Brokering peace between the Geth and Quarians, the one accomplishment that does hinge on previous games and should get the Reapers to back off, is never even mentioned. All that time you spent preciously guarding your save, terrified that something would happen to your console or backup and “your” Commander Shepard would be lost forever? You needn’t have worried. You could have stamped on your USB stick and ultimately lost nothing, apart from a quick fumble with a space racist.
That’s where Mass Effect 3’s “hidden” ending, added alongside the expanded endings, comes in. Presented with the option of controlling the Reapers, destroying them, or merging organics and synthetics, all of which have relatively minor differences, the space child awaits your decision.
But instead of meekly choosing one of the proffered options, you can turn around and blast the child, leading to the fourth “reject” ending. In this ending the Reapers win and you’re greeted with a cutscene where a hologram of your teammate, Asari researcher Liara T’Soni, recounts the failure to stop the Reapers and expresses hope the next cycle will end more favorably.
Taken at face value, it’s a colossal downer; all the civilizations under siege from the Reapers are exterminated or, horrifically, transformed into new Reapers. Humans, Turians, Quarians, Asari, and Krogans are little more than the ruins and relics they’ve left behind.
Compared to the alternatives, however, it puts the power back in your hands. Even the “destroy” ending, for all its Reaper-annihilating potential, is still a choice they offer you; it’s as disappointing and anti-climatic as confronting your arch-enemy only for them to turn around and offer to let you to kick them up the arse.
True, you might not get to tear Harbinger to pieces while epic music blares in your ears this way. And you can also access the reject ending through words rather than blasting the star child. But that moment of gun-toting defiance is still such a rush. Mass Effect has decided your choices don’t matter, but you’re sure as hell going to give it the middle finger; the restaurant’s burning down, but you smeared those stupid salsa pots all over the wall.
It’s also a grimly satisfying way of punishing a Council who spent the first two Mass Effect games refusing to follow your lead, more so even than letting them perish in the first game. You get to decide who lives and who dies on a scale that few games, short of 4X titles, have ever offered.
Aside from being hugely cathartic, it calls out the lie that humanity, or any species, is somehow exempt from extinction. The Mass Effect trilogy often picks up on humanity’s push for power; less than a decade after making contact with the other races, humanity had an embassy on the Citadel. And as Mass Effect 1 begins, they’re clamoring for a human Spectre.
Likewise, Mass Effect’s message of hope could be also interpreted as arrogance, that humanity could break a cycle that’s been occurring for millions of years.
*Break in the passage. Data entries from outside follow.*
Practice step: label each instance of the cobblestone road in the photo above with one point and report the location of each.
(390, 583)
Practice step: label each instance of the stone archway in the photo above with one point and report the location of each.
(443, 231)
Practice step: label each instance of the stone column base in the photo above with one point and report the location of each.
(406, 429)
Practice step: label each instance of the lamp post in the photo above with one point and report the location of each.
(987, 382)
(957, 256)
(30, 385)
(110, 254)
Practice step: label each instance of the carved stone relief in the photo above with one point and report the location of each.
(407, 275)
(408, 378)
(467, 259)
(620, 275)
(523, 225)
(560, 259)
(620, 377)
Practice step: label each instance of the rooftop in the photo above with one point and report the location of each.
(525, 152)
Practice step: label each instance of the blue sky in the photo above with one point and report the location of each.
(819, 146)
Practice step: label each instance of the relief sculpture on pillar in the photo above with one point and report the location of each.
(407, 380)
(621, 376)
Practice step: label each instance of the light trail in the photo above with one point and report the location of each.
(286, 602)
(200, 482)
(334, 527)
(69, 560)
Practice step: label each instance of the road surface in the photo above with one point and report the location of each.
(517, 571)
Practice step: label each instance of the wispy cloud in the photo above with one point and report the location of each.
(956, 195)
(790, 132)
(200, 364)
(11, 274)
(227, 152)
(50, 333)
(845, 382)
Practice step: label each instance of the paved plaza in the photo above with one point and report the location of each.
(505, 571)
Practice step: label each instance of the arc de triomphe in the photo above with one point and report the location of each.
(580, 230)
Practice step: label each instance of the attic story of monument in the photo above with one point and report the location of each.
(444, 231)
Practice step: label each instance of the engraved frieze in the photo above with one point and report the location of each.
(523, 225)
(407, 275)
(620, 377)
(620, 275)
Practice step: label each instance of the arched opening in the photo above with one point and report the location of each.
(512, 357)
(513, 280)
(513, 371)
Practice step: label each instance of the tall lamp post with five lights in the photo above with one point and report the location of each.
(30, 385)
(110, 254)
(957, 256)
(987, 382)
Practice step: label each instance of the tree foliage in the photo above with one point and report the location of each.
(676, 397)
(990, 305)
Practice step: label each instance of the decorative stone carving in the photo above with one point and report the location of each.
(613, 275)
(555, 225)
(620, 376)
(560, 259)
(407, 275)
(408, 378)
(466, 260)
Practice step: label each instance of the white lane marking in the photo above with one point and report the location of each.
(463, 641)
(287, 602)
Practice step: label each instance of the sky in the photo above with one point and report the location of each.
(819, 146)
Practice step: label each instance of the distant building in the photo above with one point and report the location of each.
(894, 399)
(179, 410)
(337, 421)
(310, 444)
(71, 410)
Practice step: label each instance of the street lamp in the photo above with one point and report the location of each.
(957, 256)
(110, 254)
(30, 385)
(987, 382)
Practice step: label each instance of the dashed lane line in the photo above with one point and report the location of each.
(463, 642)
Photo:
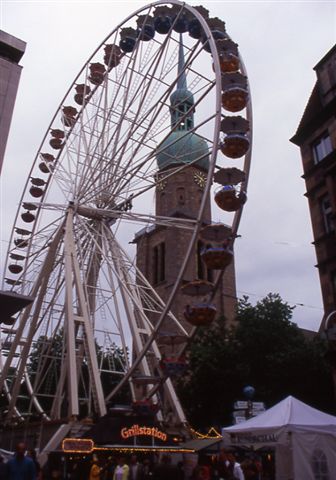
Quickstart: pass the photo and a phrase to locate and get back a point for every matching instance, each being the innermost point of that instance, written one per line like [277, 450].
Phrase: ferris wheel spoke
[121, 151]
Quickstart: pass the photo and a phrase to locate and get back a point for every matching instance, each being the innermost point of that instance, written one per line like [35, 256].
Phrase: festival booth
[304, 439]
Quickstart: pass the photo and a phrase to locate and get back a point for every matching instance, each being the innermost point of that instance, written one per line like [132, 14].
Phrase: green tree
[265, 349]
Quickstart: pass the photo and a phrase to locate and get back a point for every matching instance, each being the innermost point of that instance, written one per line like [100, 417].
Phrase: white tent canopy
[304, 438]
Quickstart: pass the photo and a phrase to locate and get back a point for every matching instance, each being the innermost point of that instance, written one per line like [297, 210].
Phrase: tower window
[159, 263]
[319, 465]
[181, 196]
[327, 214]
[203, 273]
[322, 147]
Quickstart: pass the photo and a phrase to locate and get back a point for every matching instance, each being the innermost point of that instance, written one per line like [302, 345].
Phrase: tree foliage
[265, 349]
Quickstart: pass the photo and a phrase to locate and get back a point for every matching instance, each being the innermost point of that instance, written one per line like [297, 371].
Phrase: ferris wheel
[96, 325]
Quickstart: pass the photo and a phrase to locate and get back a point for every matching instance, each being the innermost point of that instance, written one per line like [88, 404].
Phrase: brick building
[316, 137]
[11, 51]
[161, 250]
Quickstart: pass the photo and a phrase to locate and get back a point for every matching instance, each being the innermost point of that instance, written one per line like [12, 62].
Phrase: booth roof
[290, 413]
[199, 444]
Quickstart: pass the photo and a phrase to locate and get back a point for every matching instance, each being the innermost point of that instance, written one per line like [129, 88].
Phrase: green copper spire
[182, 79]
[182, 147]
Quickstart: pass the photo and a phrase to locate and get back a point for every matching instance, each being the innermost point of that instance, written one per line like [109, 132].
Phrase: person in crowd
[95, 470]
[180, 474]
[135, 469]
[20, 467]
[2, 468]
[165, 470]
[250, 469]
[147, 470]
[121, 471]
[229, 468]
[110, 468]
[201, 472]
[32, 454]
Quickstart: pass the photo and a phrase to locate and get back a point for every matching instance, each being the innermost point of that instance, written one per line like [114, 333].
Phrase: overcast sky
[280, 43]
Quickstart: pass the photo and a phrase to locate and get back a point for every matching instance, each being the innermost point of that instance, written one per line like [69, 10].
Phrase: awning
[145, 448]
[201, 443]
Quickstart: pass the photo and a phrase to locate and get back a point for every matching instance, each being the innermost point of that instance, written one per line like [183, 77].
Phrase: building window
[203, 273]
[327, 214]
[320, 465]
[159, 263]
[333, 284]
[180, 196]
[322, 147]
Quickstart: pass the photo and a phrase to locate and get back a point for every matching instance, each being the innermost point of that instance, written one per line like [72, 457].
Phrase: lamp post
[330, 333]
[249, 392]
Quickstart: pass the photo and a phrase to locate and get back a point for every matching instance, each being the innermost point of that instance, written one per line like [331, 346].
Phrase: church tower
[183, 162]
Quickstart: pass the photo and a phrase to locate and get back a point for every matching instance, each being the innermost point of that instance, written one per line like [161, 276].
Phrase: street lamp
[249, 392]
[330, 333]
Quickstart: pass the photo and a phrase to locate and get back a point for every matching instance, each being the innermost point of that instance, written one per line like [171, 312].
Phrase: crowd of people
[24, 466]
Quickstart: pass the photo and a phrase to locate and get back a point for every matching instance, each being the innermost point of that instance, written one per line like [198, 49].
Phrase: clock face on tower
[200, 179]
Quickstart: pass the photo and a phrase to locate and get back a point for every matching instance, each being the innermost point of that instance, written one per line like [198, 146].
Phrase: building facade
[316, 137]
[11, 52]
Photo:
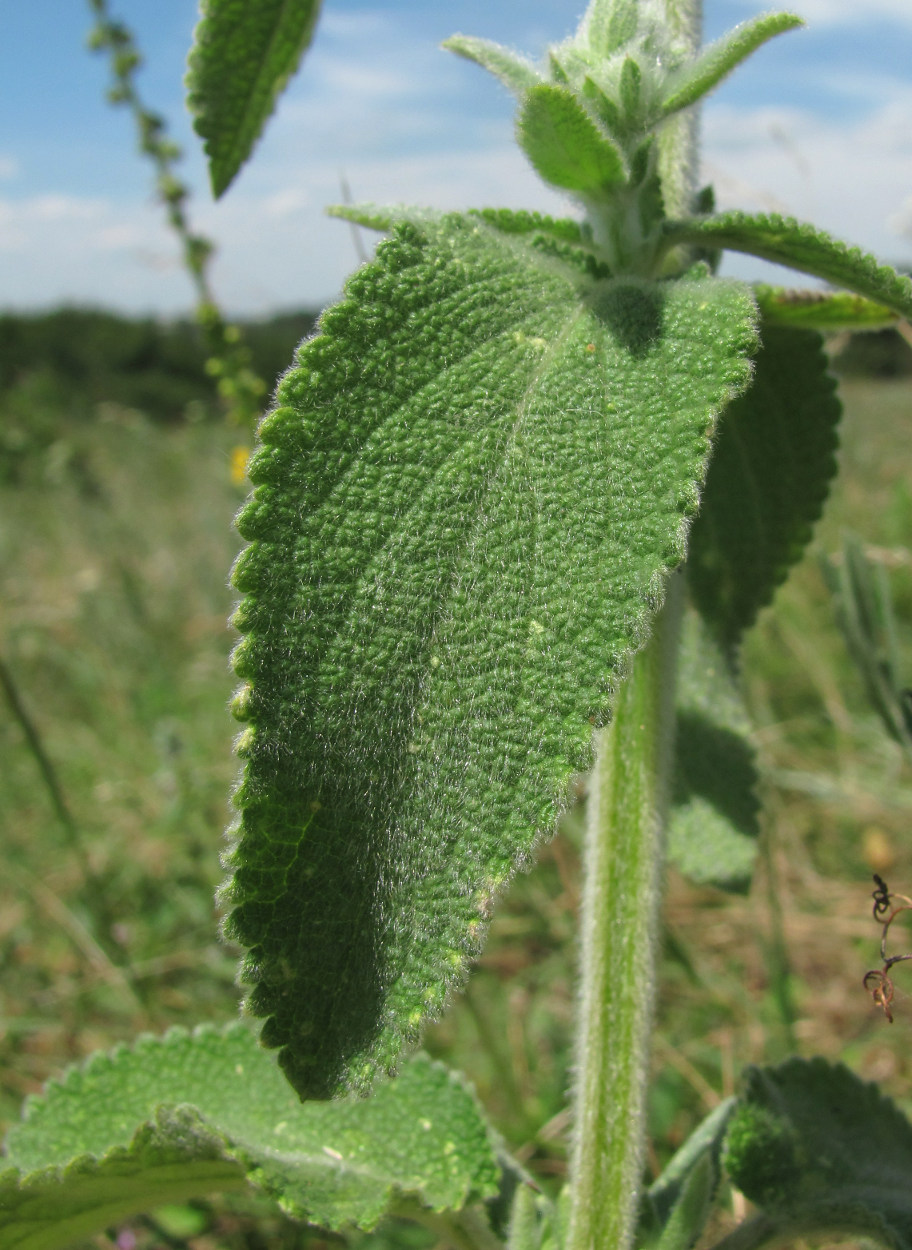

Instead, if you choose the “reject” ending, it’s this self-same arrogance that dooms the galaxy.
You could argue that a downer ending is too much for Joe Gamer to swallow, and it’s true that, with games being an active medium, you likely feel more of a stake in Mass Effect’s ending than if you’re watching a movie. But from Blade Runner through to The Martian Chronicles, sci-fi has a long history of finishing on a down note, so this fourth ending is entirely in keeping with the genre Mass Effect occupies.
Ultimately, telling you what to do would make me no better than the Reapers themselves. But as endings go, if it comes down to watching the galaxy burn or being a good little commander and choosing spicy, medium, or chunky, I know how I’m going to see this space opera out.